22008年の外国映画は興行収入789億7,700万円と、2007年の1,037億9,800万円からマイナス248億2,100万円(前年対比76.08%)という大幅な下落となった。公開本数は388本で、前年の403本から15本減少した。パー・フィルムの興行収入では、2007年が2億5,756万円だったが、2008年は2億0,354万円と大幅に悪化した。興行収入10億円を超える作品は25本と、日本映画に比べ3本少ないだけだったが、大きなヒットがなかった。2008年の外国映画ナンバー・ワン・ヒットは「インディ・ジョーンズ/クリスタル・スカルの王国」の57億1,000万円だったが、2007年は「パイレーツ・オブ・カリビアン/ワールド・エンド」(100億円)、「ハリー・ポッターと不死鳥の騎士団」(94億円)、「スパイダーマン3」(72億円)と、今年の1位を上回る作品が3本もあった。
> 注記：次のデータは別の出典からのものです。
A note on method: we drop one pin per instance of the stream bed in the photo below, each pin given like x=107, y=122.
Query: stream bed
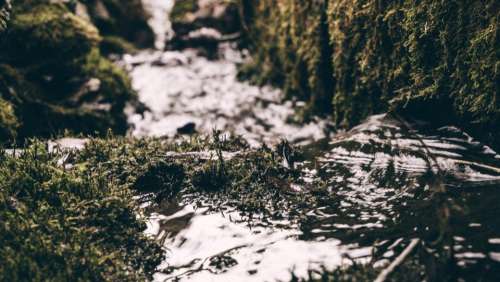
x=380, y=179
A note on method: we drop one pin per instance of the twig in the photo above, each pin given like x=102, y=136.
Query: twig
x=399, y=260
この外国映画の不振は、若い世代の外国映画に対する関心の低下のためで、「インディ・ジョーンズ」などのシリーズものは、旧作を知る世代は取り込めても若い世代を獲得できない。また、世界で大ヒットする作品が日本ではそれほどのヒットとならない。「ウォンテッド」(25億円)、「カンフー・パンダ」(20億円)、「ダークナイト」(16億円)といった作品は、文化的には共通するところもある韓国では400万人を超える動員をしている。日本なら50億円前後のヒットである。そしてハリウッド映画でも中規模以下の作品になると、いわゆるBロード(2番手規模のチェーン)での消化試合のような興行になってしまう。この中で健闘が光るのは「レッドクリフ PartⅠ」(50億5,000万円)である。多くの業界関係者がある程度のヒットは予想しても、ここまでは見ていなかった。特に、中国との共同製作という、あまり成功例のないプロジェクトに出資したエイベックスに対して不安視する声も多々あった。この成功により、国際共同製作への流れが加速することが望まれる。そして「レッドクリフ」を配給した東宝東和にとっては、ユニバーサル作品を合わせて久し振りの大躍進となった。
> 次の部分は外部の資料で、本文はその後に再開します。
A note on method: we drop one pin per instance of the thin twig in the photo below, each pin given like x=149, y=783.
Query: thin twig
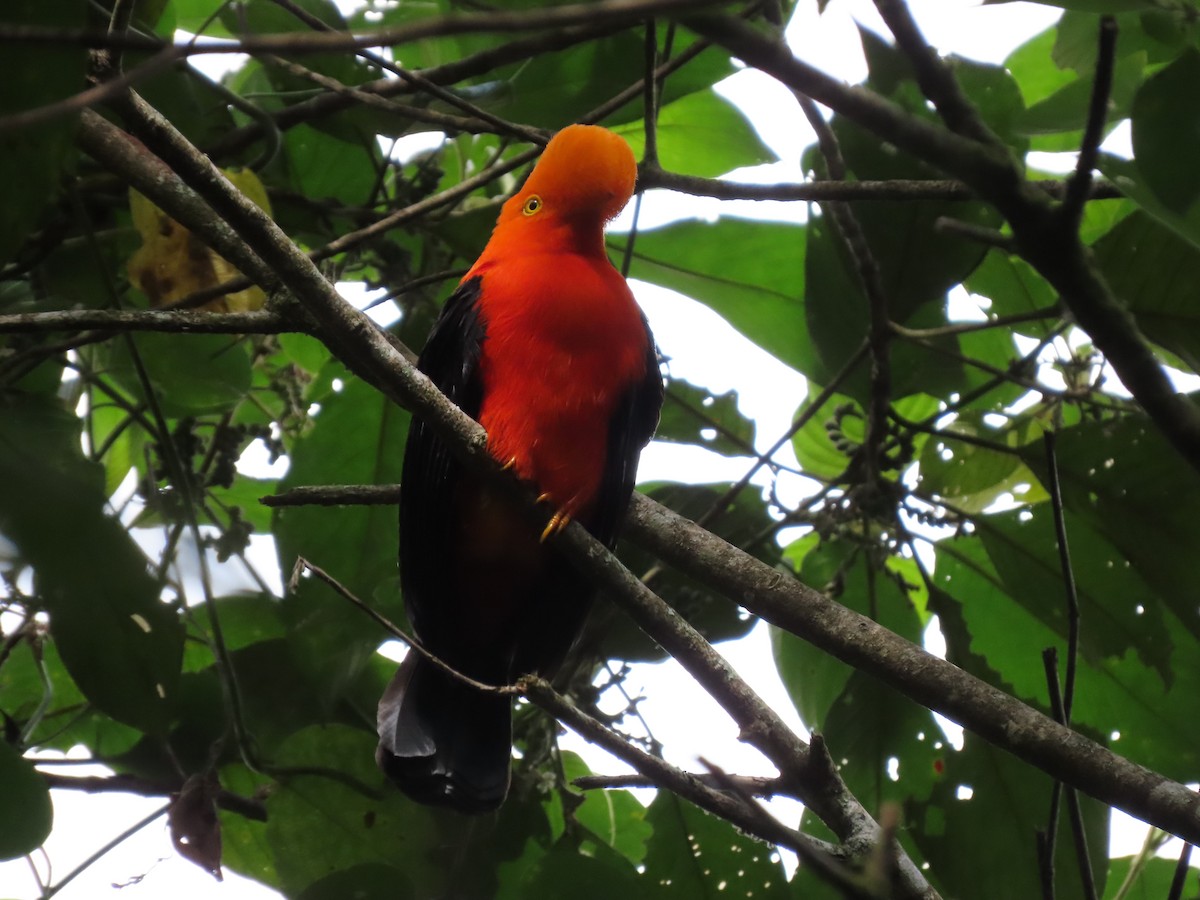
x=109, y=846
x=756, y=785
x=1080, y=183
x=1074, y=813
x=898, y=190
x=1068, y=574
x=126, y=783
x=936, y=81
やはりインディペンデントの大型作品、ギャガ、松竹共同配給の「ライラの冒険 黄金の羅針盤」は37億5,000万円を上げる大健闘をしたものの、決して満足できる数字ではなかったはずだ。インディペンデントによる、この種の大型買付は当たれば大きいがリスクも伴う。しかし、ギャガはエコロジーの時代を背景にドキュメンタリー作品「アース」(24億円)を大きなヒットに導き、「セックス・アンド・ザ・シティ」(17億円)、「ランボー 最後の戦場」(10億円)、3D映画「センター・オブ・ジ・アース」(8億5,000万円)と外国映画の輸入大手の面目を保った。

インディペンデント系の中規模公開作品では、アスミック・エースのウォン・カーワイ監督「マイ・ブルーベリー・ナイツ」の5億5,000万円は健闘したと言える。基本的に単館アート系のウォン・カーワイ監督作品を中規模で公開してここまでの数字を上げた。しかし、すべての作品をこのように拡大して成功させることはできない。この場合、ノラ・ジョーンズ、ジュード・ロウ主演の、アート系ではないラブ・ストーリー仕立ての宣伝が効いた。その他、角川映画「幸せの1ページ」の4億6,200万円、ギャガ「NEXT-ネクストー」の4億5,000万円、ムービーアイ「フィクサー」の4億円などが、このあたりの数字にとどまっていることは、買付とP&Aの原価を考慮すると外国映画ビジネスが厳しくなってきたことの証である。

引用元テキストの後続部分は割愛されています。